Morena ante el nepotismo y la fractura con sus aliados
CONTRAPARTE / Redacción | La Capital
2026-02-12
CONTRAPARTE / Redacción | La Capital
2026-02-12
Mariana Rodríguez Cantú —“fosfo fosfo”—, esposa del gobernador Samuel García en Nuevo León, es la candidata a gobernadora impulsada por su marido, quien utilizará para ello el membrete de Movimiento Ciudadano (aliado de Morena). Ese movimiento cierra el paso a Luis Donaldo Colosio, quien, forzado por las circunstancias, ahora busca la candidatura a la gubernatura de Sonora —estado gobernado por Morena—, dejando como segunda opción a Nuevo León, donde reside desde niño y donde tiene verdadero arraigo. En Sonora, tierra de su familia, los electores lo perciben como advenedizo. El dirigente nacional de MC respalda que Colosio compita en Sonora, pues, de ganar, el partido sumaría otra gubernatura y, en términos prácticos, otro presupuesto a su causa.

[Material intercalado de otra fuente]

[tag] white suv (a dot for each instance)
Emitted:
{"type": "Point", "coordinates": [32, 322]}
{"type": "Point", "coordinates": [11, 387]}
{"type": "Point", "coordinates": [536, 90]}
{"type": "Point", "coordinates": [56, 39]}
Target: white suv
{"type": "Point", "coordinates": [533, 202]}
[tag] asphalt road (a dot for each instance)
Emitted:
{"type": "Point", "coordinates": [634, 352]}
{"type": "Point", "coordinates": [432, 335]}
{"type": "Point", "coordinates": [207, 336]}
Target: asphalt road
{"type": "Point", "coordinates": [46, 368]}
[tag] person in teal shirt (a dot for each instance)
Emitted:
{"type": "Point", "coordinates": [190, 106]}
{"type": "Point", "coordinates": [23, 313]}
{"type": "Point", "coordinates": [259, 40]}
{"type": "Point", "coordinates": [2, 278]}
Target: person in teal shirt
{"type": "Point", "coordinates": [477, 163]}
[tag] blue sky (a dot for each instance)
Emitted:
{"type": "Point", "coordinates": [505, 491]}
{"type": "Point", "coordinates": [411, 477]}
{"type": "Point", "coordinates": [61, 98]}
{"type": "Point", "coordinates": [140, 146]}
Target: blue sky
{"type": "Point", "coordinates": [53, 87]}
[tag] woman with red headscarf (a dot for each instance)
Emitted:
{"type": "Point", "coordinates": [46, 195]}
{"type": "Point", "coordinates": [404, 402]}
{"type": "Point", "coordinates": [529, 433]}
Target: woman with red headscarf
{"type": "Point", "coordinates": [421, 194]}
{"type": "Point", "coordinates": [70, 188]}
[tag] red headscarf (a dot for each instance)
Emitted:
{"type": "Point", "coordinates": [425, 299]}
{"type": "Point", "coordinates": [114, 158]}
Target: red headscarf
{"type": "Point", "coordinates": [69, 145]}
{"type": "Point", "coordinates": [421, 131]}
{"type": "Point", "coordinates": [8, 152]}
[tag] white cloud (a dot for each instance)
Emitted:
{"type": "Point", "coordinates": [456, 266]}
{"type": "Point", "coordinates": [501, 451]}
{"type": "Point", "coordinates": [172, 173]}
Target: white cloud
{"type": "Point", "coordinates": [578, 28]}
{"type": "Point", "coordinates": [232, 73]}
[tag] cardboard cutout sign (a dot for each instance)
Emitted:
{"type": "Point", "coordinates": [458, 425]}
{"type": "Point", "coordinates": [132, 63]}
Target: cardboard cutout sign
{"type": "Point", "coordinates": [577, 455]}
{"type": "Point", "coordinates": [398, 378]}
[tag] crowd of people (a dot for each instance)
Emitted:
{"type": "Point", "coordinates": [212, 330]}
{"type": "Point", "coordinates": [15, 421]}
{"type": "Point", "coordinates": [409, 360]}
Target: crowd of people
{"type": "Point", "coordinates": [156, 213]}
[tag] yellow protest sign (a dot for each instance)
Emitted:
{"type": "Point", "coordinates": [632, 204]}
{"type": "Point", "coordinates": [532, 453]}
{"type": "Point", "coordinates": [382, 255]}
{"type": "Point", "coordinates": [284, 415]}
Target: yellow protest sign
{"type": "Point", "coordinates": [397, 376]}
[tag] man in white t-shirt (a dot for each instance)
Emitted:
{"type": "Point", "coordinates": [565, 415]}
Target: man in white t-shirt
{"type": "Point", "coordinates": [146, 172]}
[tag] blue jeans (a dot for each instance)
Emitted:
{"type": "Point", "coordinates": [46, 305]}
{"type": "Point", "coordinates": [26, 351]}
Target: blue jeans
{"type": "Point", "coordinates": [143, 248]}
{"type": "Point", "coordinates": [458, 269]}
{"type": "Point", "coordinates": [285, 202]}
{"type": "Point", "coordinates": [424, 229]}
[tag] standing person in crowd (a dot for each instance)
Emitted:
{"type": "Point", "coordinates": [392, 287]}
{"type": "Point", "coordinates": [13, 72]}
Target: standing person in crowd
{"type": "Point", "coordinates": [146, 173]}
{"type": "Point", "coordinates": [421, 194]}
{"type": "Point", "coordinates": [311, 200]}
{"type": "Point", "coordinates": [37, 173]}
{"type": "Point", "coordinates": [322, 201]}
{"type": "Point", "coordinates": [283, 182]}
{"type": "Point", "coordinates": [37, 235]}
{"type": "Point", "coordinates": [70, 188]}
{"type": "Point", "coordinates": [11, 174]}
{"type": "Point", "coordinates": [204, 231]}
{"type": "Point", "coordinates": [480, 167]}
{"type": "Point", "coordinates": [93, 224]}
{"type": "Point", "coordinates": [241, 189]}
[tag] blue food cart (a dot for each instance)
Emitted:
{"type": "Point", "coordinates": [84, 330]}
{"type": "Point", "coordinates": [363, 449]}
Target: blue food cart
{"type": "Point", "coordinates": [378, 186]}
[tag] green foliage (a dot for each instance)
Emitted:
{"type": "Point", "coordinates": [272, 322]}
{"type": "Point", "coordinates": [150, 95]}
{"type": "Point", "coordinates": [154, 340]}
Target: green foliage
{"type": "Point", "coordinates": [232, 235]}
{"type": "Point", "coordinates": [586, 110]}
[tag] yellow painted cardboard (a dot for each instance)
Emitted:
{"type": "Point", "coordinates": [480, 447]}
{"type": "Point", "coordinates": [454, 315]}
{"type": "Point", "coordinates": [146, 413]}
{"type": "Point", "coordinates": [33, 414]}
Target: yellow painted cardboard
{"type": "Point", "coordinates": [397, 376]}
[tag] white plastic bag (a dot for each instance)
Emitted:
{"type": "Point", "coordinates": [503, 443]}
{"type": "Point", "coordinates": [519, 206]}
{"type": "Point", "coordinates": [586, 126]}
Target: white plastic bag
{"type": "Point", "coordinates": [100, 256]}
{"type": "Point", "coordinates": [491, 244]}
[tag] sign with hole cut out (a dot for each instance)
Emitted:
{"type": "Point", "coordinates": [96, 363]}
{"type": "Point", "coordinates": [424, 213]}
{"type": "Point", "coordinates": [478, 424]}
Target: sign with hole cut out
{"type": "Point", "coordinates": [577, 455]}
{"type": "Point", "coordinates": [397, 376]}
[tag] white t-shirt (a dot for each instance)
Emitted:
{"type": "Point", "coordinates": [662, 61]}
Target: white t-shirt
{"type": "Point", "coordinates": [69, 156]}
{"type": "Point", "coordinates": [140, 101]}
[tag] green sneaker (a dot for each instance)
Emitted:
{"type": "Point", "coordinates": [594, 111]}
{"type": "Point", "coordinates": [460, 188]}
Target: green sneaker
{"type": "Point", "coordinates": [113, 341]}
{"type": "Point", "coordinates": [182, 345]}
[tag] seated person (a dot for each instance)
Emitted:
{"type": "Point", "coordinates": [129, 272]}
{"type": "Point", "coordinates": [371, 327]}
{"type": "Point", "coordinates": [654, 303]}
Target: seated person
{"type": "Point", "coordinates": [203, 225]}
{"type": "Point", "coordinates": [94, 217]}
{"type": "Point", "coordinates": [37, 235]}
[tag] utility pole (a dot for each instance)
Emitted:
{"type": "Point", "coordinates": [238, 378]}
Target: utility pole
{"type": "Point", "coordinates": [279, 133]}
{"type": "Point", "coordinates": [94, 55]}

En San Luis Potosí, el gobernador Ricardo Gallardo Cardona también impulsa a su cónyuge, Ruth González Silva, para obtener la candidatura a la gubernatura, bajo las siglas del PVEM (también aliado de Morena). Ruth fue destapada esta semana por el senador Manuel Velasco Coello, poder real tras el trono en el Verde.
Al respecto, la presidenta Claudia Sheinbaum ha sido clara y terminante cuando se le ha preguntado su opinión sobre el nepotismo en las gubernaturas y demás cargos que estarán en juego en 2027. La mandataria rechaza que los candidatos sean familiares de los gobernadores salientes.
Con esa convicción impulsó cambios en los estatutos que rigen la vida interna de Morena, a fin de cerrar el paso a los parientes que buscan mantener bajo control familiar los gobiernos locales.
Esa disposición también afecta los intereses de Saúl Monreal, senador morenista, quien se ha mostrado obstinado en ser candidato a la gubernatura de Zacatecas, pese a que la presidenta ya le dijo que puede esperar seis años, dado que aún es muy joven.
Así las cosas, en Zacatecas, si Morena no postula a un Monreal, Saúl buscará hacerse de las siglas del Partido Verde o de algún otro instituto político. Y si, como todo indica, decide confrontarse con la institución presidencial —habida cuenta de sus invariables ambiciones y las de su familia—, Zacatecas también estaría en riesgo para Morena. Aunque los hermanos Monreal no se han manifestado públicamente en apoyo de Saúl, es evidente que no irán en su contra; por lo tanto, el clan ya mide fuerzas con Claudia Sheinbaum, pese a que Ricardo encabeza la bancada de Morena en la Cámara de Diputados.
Los tres escenarios —Nuevo León, San Luis Potosí y Zacatecas— representan escollos que Morena tendrá que superar, a riesgo de que el próximo año termine compitiendo con sus hasta ahora aliados.
Y en Sonora, si el gobernador Alfonso Durazo lo permite, también podría verse hacia el final de su sexenio compitiendo con sus antiguos aliados.
Tales escenarios confirmarían que, más allá de los discursos de unidad, Morena enfrenta un desafío mayor: contener las ambiciones locales de sus propios cuadros y evitar que la lógica de los clanes termine imponiéndose sobre la disciplina partidista.
Si no logra encauzar esas tensiones, el partido en el poder podría llegar a 2027 no solo dividido, sino obligado a disputar gubernaturas con quienes hasta hace poco formaban parte de su misma coalición.